The first Bonprix mail order catalogue was released in 1986, featuring 32 pages; by 2015, the catalogues had expanded to over 200 pages.

The company's German webshop went online in 1997. By 2020, online shops had been launched in eight other countries. In 2011, Bonprix launched the first German webshop for mobile devices, followed by international mobile shops. In 2016, the Bonprix app was introduced.

Bonprix opened a first retail store in 1999 in Hamburg. Further stores followed in Germany and other countries. Since 2016, the company has been restructuring its retail network; by 2020, most retail stores had closed. In 2019, the "Fashion Connect Store" opened in Hamburg, a pilot project for a digitally assisted shopping experience. This last store was closed in 2023, meaning that Bonprix no longer has a location-based retail business.

== Business operations ==
=== Corporate structure ===
The Bonprix Group consists of seven companies, all of which are part of the Otto Group. In the fiscal year 2023/2024, the Bonprix Group generated a revenue of €1.52 billion and is thus one of the highest-grossing companies in the Otto Group. Overall, Bonprix sells its products in over 25 countries and employs around 2500 people. In 2019, more than 54% of the revenue was generated abroad. As of 2023, online sales account for around 90% of sales.

=== Products ===
Bonprix's product range includes clothing, shoes, and accessories for women, men, and children, as well as home textiles, furniture, and decorative items. The collections are designed in-house and produced on a contract manufacturing basis. Bonprix primarily sells its own brands, except for shoes, where third-party brands are also offered. The company operates a logistics centre in Hamburg, which is one of the largest of its kind in Europe.

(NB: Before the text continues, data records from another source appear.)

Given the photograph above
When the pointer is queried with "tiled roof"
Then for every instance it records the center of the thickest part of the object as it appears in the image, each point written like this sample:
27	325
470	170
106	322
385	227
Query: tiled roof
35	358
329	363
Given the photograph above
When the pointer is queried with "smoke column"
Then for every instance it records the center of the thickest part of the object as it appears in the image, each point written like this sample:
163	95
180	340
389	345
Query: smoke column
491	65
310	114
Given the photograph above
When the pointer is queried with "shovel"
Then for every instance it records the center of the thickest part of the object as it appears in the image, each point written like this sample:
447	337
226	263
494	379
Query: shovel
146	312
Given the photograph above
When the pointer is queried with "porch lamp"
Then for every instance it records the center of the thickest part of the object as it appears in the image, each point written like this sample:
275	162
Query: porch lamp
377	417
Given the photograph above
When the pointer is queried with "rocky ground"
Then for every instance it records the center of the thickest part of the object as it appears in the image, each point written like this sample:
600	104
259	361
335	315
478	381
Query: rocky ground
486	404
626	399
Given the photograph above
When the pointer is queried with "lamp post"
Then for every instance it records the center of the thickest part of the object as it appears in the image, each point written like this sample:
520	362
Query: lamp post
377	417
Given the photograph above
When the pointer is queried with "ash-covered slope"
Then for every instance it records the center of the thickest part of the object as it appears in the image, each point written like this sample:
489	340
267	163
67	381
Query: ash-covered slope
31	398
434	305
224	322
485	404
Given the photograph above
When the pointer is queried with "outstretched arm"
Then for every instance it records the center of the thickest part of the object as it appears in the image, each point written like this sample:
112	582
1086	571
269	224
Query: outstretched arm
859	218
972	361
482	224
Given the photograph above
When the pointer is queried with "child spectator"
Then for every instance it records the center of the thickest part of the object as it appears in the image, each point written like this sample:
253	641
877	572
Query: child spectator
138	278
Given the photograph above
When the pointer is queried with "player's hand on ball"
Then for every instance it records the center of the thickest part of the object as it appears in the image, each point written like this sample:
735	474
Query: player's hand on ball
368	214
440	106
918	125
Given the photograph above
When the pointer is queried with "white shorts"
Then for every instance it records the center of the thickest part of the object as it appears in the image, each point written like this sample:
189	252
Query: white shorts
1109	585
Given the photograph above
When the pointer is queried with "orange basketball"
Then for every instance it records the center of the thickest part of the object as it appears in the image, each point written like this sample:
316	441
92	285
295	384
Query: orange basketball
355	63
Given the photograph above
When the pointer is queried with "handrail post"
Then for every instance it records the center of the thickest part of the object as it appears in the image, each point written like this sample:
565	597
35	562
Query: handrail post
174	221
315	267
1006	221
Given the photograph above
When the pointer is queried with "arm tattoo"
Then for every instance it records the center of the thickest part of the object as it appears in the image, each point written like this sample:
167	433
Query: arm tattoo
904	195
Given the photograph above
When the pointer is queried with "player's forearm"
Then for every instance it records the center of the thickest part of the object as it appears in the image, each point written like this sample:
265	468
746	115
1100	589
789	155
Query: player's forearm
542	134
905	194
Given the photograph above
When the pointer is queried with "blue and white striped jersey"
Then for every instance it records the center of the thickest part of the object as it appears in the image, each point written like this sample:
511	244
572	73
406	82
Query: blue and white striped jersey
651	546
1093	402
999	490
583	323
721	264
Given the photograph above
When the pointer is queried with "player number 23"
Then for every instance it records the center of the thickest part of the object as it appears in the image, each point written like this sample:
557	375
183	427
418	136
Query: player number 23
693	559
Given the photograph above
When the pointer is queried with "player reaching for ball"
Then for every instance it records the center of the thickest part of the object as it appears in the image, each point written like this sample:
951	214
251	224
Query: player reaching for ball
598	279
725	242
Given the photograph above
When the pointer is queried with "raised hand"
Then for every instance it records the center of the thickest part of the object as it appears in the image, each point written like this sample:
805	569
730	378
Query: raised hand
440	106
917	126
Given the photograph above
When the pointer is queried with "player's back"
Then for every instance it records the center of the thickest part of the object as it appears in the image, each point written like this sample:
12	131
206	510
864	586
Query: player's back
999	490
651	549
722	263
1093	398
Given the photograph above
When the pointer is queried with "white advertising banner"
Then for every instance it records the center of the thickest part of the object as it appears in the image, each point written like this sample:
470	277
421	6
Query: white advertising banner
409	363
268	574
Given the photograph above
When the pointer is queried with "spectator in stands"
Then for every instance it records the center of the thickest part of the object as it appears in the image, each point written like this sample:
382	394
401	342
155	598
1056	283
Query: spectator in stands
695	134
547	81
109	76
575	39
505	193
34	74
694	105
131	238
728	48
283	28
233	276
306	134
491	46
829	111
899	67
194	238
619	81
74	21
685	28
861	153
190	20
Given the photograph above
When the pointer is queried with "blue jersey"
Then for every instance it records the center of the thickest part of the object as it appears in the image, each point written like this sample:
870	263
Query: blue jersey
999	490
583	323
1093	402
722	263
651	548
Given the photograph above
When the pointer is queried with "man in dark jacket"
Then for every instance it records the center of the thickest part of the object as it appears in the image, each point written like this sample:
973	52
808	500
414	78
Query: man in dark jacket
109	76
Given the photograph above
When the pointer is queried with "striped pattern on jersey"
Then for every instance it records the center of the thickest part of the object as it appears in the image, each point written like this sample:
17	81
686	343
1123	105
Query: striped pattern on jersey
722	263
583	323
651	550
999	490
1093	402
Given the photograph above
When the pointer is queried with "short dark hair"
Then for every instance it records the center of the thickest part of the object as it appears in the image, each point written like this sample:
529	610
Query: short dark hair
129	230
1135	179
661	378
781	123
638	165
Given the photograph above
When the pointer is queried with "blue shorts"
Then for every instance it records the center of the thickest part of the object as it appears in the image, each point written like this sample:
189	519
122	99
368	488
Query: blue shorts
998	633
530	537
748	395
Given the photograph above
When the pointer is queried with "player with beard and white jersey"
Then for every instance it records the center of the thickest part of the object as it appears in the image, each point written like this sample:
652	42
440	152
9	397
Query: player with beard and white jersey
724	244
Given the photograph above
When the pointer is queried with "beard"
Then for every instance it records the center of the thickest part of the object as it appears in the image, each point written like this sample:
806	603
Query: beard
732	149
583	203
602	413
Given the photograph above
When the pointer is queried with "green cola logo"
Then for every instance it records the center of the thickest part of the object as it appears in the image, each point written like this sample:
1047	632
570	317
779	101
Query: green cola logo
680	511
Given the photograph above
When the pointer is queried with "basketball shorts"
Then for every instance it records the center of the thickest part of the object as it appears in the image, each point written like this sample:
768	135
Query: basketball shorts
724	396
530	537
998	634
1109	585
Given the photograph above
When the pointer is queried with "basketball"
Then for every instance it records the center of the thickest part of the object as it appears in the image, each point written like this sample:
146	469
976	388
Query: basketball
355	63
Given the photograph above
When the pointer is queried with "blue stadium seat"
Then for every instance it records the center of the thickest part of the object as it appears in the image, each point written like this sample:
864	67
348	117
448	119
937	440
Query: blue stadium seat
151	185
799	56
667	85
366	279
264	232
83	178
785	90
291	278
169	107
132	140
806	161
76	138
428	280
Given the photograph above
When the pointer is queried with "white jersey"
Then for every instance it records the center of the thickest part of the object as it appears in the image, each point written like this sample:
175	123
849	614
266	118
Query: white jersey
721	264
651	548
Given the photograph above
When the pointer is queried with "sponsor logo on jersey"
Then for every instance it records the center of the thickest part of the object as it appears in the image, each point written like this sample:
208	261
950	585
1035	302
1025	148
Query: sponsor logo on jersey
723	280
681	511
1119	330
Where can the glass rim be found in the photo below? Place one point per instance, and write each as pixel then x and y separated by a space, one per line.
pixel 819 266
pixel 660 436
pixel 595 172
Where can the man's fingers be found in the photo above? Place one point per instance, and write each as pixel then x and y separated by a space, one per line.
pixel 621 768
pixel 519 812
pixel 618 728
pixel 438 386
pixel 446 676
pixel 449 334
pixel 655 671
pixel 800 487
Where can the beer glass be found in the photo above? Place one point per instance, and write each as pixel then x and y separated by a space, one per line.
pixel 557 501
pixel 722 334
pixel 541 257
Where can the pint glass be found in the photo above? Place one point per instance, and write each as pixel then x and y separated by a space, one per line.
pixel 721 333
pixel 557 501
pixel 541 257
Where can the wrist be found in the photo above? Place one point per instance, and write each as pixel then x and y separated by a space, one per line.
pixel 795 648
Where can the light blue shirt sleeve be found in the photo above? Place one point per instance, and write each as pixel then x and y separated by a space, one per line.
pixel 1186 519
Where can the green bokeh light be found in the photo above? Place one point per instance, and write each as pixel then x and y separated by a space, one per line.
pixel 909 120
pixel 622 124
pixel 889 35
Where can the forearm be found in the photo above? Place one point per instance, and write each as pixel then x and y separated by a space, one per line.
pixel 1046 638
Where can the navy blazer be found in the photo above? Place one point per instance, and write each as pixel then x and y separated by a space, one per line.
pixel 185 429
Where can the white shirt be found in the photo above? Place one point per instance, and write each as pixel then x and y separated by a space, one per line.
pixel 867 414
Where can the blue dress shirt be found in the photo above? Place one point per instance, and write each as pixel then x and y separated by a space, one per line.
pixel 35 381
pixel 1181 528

=== Distribution channels ===
Bonprix follows a multichannel strategy. The company primarily sells its products through online and mobile shops, as well as catalogues. E-commerce has become the company's most important distribution channel; in the 2020/21 fiscal year, around 88% of sales were generated through online and mobile shops. Bonprix's logistics partner since 1996 has been the Otto subsidiary Hermes Fulfilment.

=== Sustainability ===
Since 2017, the company has been increasingly using sustainable materials and climate-friendly transport. Sustainably sourced fibres made up about half of the textile materials used in 2021. This share is planned to be increased to 100% by 2030 as part of the company's corporate responsibility strategy. By the end of 2031, all main materials are to be made from organic wool and fibres.

== Awards ==
- 1st place in the "Best Brand Shop" category at the Internet World Business Shop Awards 2019.
- 1st place in the "Fashion and Accessories" category at the German Online Retail Awards 2019.